2
24 мая 2020 г. в 00:43
Катя просидела в хамаме много времени — больше того, что было отведено. Ей всё хотелось обдумать, понять и принять. Если опять же вспоминать семью, то в ней она была самой робкой и спокойной, чем, конечно, радовала родителей — говорили, что хорошая жена из неё выйдет, да и Хасеки хвалила её за послушание, но теперь придётся к чертям разорвать все эти шаблоны, если она хочет обрести хоть маломальский вес в этом дворце. А что для этого нужно сделать? Правильно — при помощи своего тела увеличить количество членов династии. И если ты этого действительно хочешь, то следуй правилу папки — замолчать и делать. Но ведь не получится просто бездумно жить — это будет похоже на то, будто она кукла, которую дёргают за нитки.

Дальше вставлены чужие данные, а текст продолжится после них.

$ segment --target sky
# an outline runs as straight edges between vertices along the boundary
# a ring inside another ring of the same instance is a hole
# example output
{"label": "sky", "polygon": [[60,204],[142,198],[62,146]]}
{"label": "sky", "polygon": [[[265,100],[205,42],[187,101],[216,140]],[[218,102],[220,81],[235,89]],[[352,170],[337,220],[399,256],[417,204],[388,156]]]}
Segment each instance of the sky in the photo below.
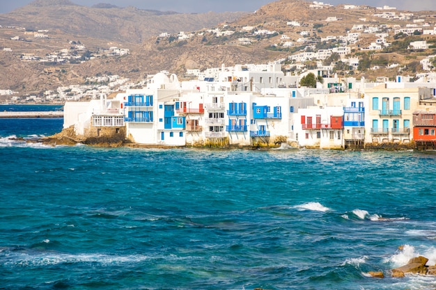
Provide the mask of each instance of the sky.
{"label": "sky", "polygon": [[[33,0],[0,0],[0,13],[7,13]],[[209,11],[255,11],[273,0],[71,0],[81,6],[91,6],[107,3],[119,7],[134,6],[140,9],[202,13]],[[436,11],[436,0],[318,0],[332,5],[357,4],[380,7],[387,5],[398,10]]]}

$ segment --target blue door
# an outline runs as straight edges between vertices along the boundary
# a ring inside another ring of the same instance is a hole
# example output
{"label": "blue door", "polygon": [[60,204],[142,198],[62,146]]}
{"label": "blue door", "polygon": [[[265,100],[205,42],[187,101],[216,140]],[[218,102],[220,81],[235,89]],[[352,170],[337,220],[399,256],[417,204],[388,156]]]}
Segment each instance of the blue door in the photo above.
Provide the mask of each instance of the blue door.
{"label": "blue door", "polygon": [[387,97],[384,97],[382,104],[382,113],[383,115],[386,115],[388,113],[389,110],[389,99]]}
{"label": "blue door", "polygon": [[378,132],[378,120],[373,120],[373,132]]}
{"label": "blue door", "polygon": [[394,115],[400,115],[400,98],[394,98]]}
{"label": "blue door", "polygon": [[387,133],[389,129],[389,120],[383,120],[383,133]]}

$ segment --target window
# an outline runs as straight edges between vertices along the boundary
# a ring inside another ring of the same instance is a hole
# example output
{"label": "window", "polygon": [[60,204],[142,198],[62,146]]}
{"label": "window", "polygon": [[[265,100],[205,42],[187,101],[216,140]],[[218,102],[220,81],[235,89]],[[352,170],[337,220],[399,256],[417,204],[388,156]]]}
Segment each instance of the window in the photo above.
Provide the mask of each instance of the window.
{"label": "window", "polygon": [[378,97],[373,98],[373,110],[378,110]]}
{"label": "window", "polygon": [[410,97],[405,97],[404,98],[404,109],[410,110]]}

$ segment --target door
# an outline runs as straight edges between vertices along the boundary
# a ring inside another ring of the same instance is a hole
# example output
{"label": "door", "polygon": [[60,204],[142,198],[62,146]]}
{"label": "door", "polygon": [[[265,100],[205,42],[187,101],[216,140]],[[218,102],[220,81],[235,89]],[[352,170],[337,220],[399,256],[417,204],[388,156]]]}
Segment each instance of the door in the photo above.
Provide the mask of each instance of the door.
{"label": "door", "polygon": [[389,99],[387,97],[384,97],[382,104],[382,113],[383,115],[386,115],[388,113],[389,110]]}
{"label": "door", "polygon": [[400,115],[400,98],[394,98],[394,115]]}
{"label": "door", "polygon": [[373,132],[378,132],[378,120],[373,120]]}
{"label": "door", "polygon": [[389,120],[383,120],[383,133],[389,132]]}

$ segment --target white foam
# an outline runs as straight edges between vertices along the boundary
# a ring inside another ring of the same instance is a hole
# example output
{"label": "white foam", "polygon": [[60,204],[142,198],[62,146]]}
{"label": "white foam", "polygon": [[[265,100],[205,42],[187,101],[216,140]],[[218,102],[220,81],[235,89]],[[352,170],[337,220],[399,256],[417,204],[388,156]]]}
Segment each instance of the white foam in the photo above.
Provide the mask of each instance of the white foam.
{"label": "white foam", "polygon": [[141,262],[148,259],[144,255],[111,256],[99,254],[56,254],[22,253],[18,257],[13,257],[10,262],[5,264],[14,264],[23,266],[49,266],[64,263],[98,263],[103,265],[122,264]]}
{"label": "white foam", "polygon": [[364,220],[367,216],[369,216],[368,211],[362,209],[355,209],[352,212],[361,220]]}
{"label": "white foam", "polygon": [[345,265],[354,265],[354,266],[360,266],[361,264],[364,264],[366,262],[368,259],[368,256],[361,256],[359,258],[350,258],[347,259],[345,261],[344,261],[341,266]]}
{"label": "white foam", "polygon": [[395,267],[405,265],[412,258],[423,256],[428,259],[427,265],[436,264],[436,248],[435,247],[421,246],[419,249],[410,245],[404,245],[401,250],[398,250],[392,256],[384,260],[386,263],[392,263]]}
{"label": "white foam", "polygon": [[330,209],[326,207],[319,202],[306,202],[303,204],[299,204],[294,207],[295,209],[299,211],[322,211],[325,212],[329,211]]}

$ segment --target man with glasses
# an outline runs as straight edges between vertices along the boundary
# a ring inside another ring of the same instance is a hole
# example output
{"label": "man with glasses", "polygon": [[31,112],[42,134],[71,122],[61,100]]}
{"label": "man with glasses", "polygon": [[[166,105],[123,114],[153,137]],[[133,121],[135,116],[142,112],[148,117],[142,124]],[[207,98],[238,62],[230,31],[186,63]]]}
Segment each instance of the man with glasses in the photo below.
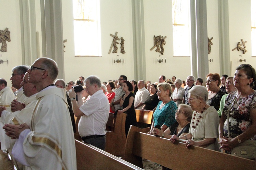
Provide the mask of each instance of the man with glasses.
{"label": "man with glasses", "polygon": [[123,109],[123,106],[120,106],[120,103],[121,101],[121,98],[122,96],[125,93],[124,91],[123,90],[123,82],[125,80],[127,81],[127,77],[124,75],[121,75],[119,77],[119,79],[118,79],[118,83],[119,85],[120,85],[120,87],[118,88],[115,89],[114,92],[116,94],[115,96],[115,98],[114,98],[114,101],[112,102],[110,104],[110,107],[114,106],[114,110],[113,110],[114,108],[112,107],[112,110],[116,111],[118,109]]}
{"label": "man with glasses", "polygon": [[76,132],[75,130],[75,117],[74,115],[74,112],[72,109],[72,103],[71,103],[71,100],[68,95],[68,93],[66,90],[66,85],[65,83],[65,81],[63,79],[59,79],[55,80],[54,82],[54,86],[58,88],[63,88],[65,89],[66,91],[66,96],[67,96],[67,100],[68,102],[68,104],[69,105],[69,114],[70,115],[70,118],[71,118],[71,122],[72,122],[72,126],[73,127],[73,132],[74,133]]}
{"label": "man with glasses", "polygon": [[189,104],[188,103],[188,91],[191,89],[192,87],[195,86],[194,83],[195,82],[195,77],[193,75],[189,75],[187,78],[186,81],[186,88],[184,92],[184,95],[182,100],[182,104]]}
{"label": "man with glasses", "polygon": [[66,91],[53,85],[58,66],[52,59],[40,58],[27,71],[28,82],[39,91],[38,101],[29,126],[24,123],[3,127],[9,136],[18,139],[13,148],[14,157],[26,169],[76,169],[75,141]]}
{"label": "man with glasses", "polygon": [[23,94],[22,86],[20,84],[23,81],[23,77],[27,72],[27,70],[29,69],[27,66],[21,65],[15,67],[12,70],[12,73],[10,80],[12,81],[12,86],[17,89],[15,93],[15,100],[22,103],[24,102],[28,98]]}

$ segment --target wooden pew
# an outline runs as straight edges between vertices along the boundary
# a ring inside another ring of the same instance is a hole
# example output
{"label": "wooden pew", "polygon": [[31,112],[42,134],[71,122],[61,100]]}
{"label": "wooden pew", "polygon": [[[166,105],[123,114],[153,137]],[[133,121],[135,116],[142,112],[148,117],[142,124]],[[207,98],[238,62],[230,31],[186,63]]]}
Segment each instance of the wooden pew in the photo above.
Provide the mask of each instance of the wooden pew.
{"label": "wooden pew", "polygon": [[117,114],[115,118],[114,114],[110,113],[106,128],[109,131],[106,132],[106,152],[115,156],[122,156],[124,153],[126,140],[125,135],[125,120],[126,114]]}
{"label": "wooden pew", "polygon": [[142,169],[93,146],[75,140],[77,170]]}
{"label": "wooden pew", "polygon": [[142,113],[140,113],[140,110],[135,109],[136,118],[137,122],[151,124],[153,121],[153,111],[148,112],[147,111],[144,111]]}
{"label": "wooden pew", "polygon": [[256,162],[140,132],[131,126],[124,159],[142,168],[142,158],[172,169],[254,169]]}

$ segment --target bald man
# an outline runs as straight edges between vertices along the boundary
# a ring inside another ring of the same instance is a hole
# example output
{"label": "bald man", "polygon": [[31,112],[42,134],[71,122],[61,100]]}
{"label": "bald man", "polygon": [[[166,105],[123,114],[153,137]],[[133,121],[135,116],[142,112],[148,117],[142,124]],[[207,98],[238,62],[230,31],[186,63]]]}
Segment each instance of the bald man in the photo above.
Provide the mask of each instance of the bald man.
{"label": "bald man", "polygon": [[7,124],[3,127],[9,136],[18,138],[13,149],[14,157],[27,169],[76,169],[66,91],[53,85],[58,73],[57,64],[50,58],[40,58],[27,72],[28,82],[39,91],[29,126]]}

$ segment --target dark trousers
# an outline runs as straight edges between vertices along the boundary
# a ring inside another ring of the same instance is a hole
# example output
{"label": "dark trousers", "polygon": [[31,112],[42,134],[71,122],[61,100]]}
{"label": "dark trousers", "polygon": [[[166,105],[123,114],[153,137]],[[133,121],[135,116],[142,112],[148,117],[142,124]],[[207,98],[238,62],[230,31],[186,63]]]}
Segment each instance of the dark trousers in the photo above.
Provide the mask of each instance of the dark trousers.
{"label": "dark trousers", "polygon": [[83,142],[91,144],[103,151],[106,146],[106,136],[83,140]]}

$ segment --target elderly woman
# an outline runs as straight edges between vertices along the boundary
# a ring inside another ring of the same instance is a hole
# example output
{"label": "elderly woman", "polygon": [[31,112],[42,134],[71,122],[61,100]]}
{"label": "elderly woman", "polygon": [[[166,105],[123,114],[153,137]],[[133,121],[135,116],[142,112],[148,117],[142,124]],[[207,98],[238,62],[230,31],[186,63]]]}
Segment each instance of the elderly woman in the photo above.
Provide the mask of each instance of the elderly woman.
{"label": "elderly woman", "polygon": [[187,140],[186,147],[194,145],[212,150],[219,150],[218,137],[219,116],[213,107],[207,104],[207,89],[202,86],[195,86],[188,92],[188,103],[194,111],[189,133],[181,137],[175,135],[171,141],[181,139]]}
{"label": "elderly woman", "polygon": [[[147,84],[150,84],[148,83]],[[150,86],[150,94],[147,97],[143,107],[140,109],[141,113],[142,113],[143,111],[147,111],[148,112],[153,111],[157,105],[160,100],[158,99],[157,95],[156,94],[157,89],[156,89],[157,85],[153,84]]]}
{"label": "elderly woman", "polygon": [[209,73],[206,76],[206,87],[209,91],[208,95],[209,105],[214,107],[216,111],[219,108],[219,104],[222,96],[225,93],[219,89],[221,78],[218,74]]}
{"label": "elderly woman", "polygon": [[178,137],[184,136],[188,133],[193,113],[193,111],[189,106],[185,104],[180,104],[178,109],[176,110],[175,119],[177,121],[164,132],[161,130],[154,128],[153,134],[169,139],[173,135]]}
{"label": "elderly woman", "polygon": [[170,98],[172,94],[171,85],[167,83],[161,83],[157,87],[157,96],[161,101],[158,103],[153,115],[154,118],[151,128],[147,133],[151,135],[155,127],[161,128],[165,131],[176,121],[175,110],[177,107],[175,103]]}
{"label": "elderly woman", "polygon": [[118,113],[121,114],[124,112],[127,114],[125,120],[125,134],[127,136],[128,131],[131,125],[136,126],[137,121],[136,113],[134,108],[134,96],[131,91],[133,87],[129,81],[124,81],[123,83],[123,90],[125,93],[122,96],[120,101],[120,106],[123,106],[123,110],[118,110]]}
{"label": "elderly woman", "polygon": [[228,94],[219,126],[220,148],[228,153],[247,139],[256,140],[256,91],[251,88],[255,70],[249,64],[241,64],[236,70],[234,86],[237,91]]}
{"label": "elderly woman", "polygon": [[109,100],[109,104],[111,105],[109,111],[111,113],[115,113],[114,108],[113,107],[111,107],[111,106],[113,106],[113,105],[111,105],[111,104],[112,102],[114,101],[114,98],[116,95],[115,92],[113,91],[112,90],[113,89],[115,89],[115,83],[113,82],[112,81],[109,82],[107,83],[106,86],[107,91],[105,93],[105,95],[107,97],[107,98]]}
{"label": "elderly woman", "polygon": [[172,94],[172,98],[177,107],[179,106],[179,104],[181,104],[182,102],[184,92],[185,91],[185,89],[181,87],[183,84],[182,80],[180,79],[176,79],[174,82],[175,89],[174,89],[173,94]]}
{"label": "elderly woman", "polygon": [[[237,91],[237,89],[234,86],[234,84],[233,83],[233,77],[228,77],[226,79],[226,91],[228,93],[229,93],[232,91]],[[228,94],[225,94],[222,96],[222,98],[221,100],[221,104],[219,105],[219,109],[218,111],[218,114],[219,114],[219,117],[221,117],[221,114],[222,114],[222,111],[223,110],[223,108],[225,105],[225,101],[227,97],[228,97]]]}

«Если боишься — бойся, только следи, чтобы этого никто не видел» — дала себе мысленное напутствие Романовская, заставляя себя успокоиться — «Ты сделаешь всё. И даже больше — ты ведь не глупая… Я надеюсь, что не глупая»

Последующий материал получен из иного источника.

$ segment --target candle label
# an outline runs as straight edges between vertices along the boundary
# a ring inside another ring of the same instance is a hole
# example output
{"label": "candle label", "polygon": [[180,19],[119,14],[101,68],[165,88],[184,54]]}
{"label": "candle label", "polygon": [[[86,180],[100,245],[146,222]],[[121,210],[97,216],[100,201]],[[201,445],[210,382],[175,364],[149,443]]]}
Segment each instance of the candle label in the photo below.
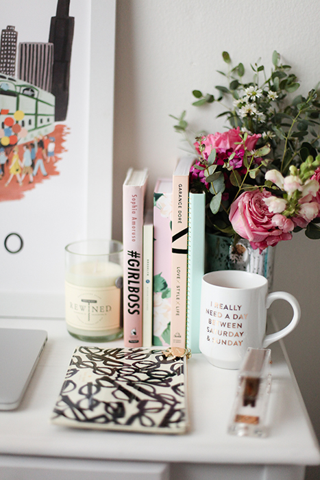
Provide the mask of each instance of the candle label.
{"label": "candle label", "polygon": [[84,330],[120,327],[121,290],[111,287],[79,287],[66,281],[66,321]]}

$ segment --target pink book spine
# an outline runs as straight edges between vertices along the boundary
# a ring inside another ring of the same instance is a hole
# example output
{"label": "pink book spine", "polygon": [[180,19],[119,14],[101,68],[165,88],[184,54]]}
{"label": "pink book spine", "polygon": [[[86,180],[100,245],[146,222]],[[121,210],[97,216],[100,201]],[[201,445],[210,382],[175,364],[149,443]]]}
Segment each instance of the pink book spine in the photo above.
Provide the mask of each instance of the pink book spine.
{"label": "pink book spine", "polygon": [[143,342],[143,228],[145,186],[123,186],[123,337]]}
{"label": "pink book spine", "polygon": [[186,348],[188,176],[173,175],[171,253],[171,346]]}
{"label": "pink book spine", "polygon": [[162,193],[158,182],[153,196],[154,345],[170,345],[171,320],[172,192]]}

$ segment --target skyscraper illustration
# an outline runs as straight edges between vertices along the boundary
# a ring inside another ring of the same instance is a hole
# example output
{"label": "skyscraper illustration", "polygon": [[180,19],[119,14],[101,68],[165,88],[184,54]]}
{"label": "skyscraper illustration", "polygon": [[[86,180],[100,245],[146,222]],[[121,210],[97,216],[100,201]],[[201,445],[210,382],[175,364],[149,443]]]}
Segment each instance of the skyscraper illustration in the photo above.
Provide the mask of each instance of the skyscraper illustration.
{"label": "skyscraper illustration", "polygon": [[19,43],[18,77],[47,92],[52,88],[53,44]]}
{"label": "skyscraper illustration", "polygon": [[14,76],[16,73],[16,41],[18,32],[8,25],[1,31],[0,46],[0,73]]}

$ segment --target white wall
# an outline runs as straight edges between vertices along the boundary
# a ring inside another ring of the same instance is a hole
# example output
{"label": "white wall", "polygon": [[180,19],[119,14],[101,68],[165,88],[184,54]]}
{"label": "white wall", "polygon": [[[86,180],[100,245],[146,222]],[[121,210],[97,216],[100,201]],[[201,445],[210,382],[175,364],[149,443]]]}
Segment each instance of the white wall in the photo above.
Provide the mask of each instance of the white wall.
{"label": "white wall", "polygon": [[[219,105],[190,105],[193,90],[216,93],[214,86],[223,84],[216,71],[224,69],[223,51],[248,67],[261,57],[269,71],[276,49],[301,79],[302,93],[316,85],[320,7],[317,0],[118,0],[116,21],[113,236],[121,239],[128,167],[149,168],[151,206],[156,179],[170,176],[182,153],[169,114],[186,110],[195,129],[223,128]],[[274,288],[301,303],[301,323],[286,344],[320,438],[320,242],[299,234],[278,246],[275,262]]]}

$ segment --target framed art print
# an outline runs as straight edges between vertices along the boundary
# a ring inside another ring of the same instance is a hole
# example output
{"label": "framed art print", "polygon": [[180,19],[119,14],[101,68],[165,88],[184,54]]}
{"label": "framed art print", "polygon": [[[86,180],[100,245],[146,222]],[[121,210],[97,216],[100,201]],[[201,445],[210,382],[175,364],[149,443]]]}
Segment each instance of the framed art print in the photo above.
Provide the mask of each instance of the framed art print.
{"label": "framed art print", "polygon": [[64,317],[65,246],[111,237],[115,9],[1,2],[0,316]]}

— Джанфеда-калфа, — Гюрай подошла к калфе и тихо заговорила, стараясь не привлекать внимание других наложниц — Есть разговор. И серьёзный.
— Чего тебе, хатун? — строго сказала девушка, уводя рабыню в сторону — Дел нет?
— Не в этом соль, — улыбнулась русская, облизывая губы — Они есть. Сама Хасеки мне их обозначила, а без твоей помощи я не очень справлюсь.
— Поняла… — Джанфеда и Катя отошли от гарема, где первая с подозрением уставилась на русскую — А с чего мне верить тебе, хатун? Тут любая так может сказать, да не посмеет. Как тебя зовут вообще?
— Вот именно, калфа, — Гюрай усмехалась, хотя внутри боялась, что Джанфеда ей не поверит — Кто посмеет использовать имя госпожи? Скорее всего, тебе бы деньги предлагали, не так ли? Да и тебе ли не знать, что служила Хасеки — Катей меня всегда называли, а сейчас Гюрай.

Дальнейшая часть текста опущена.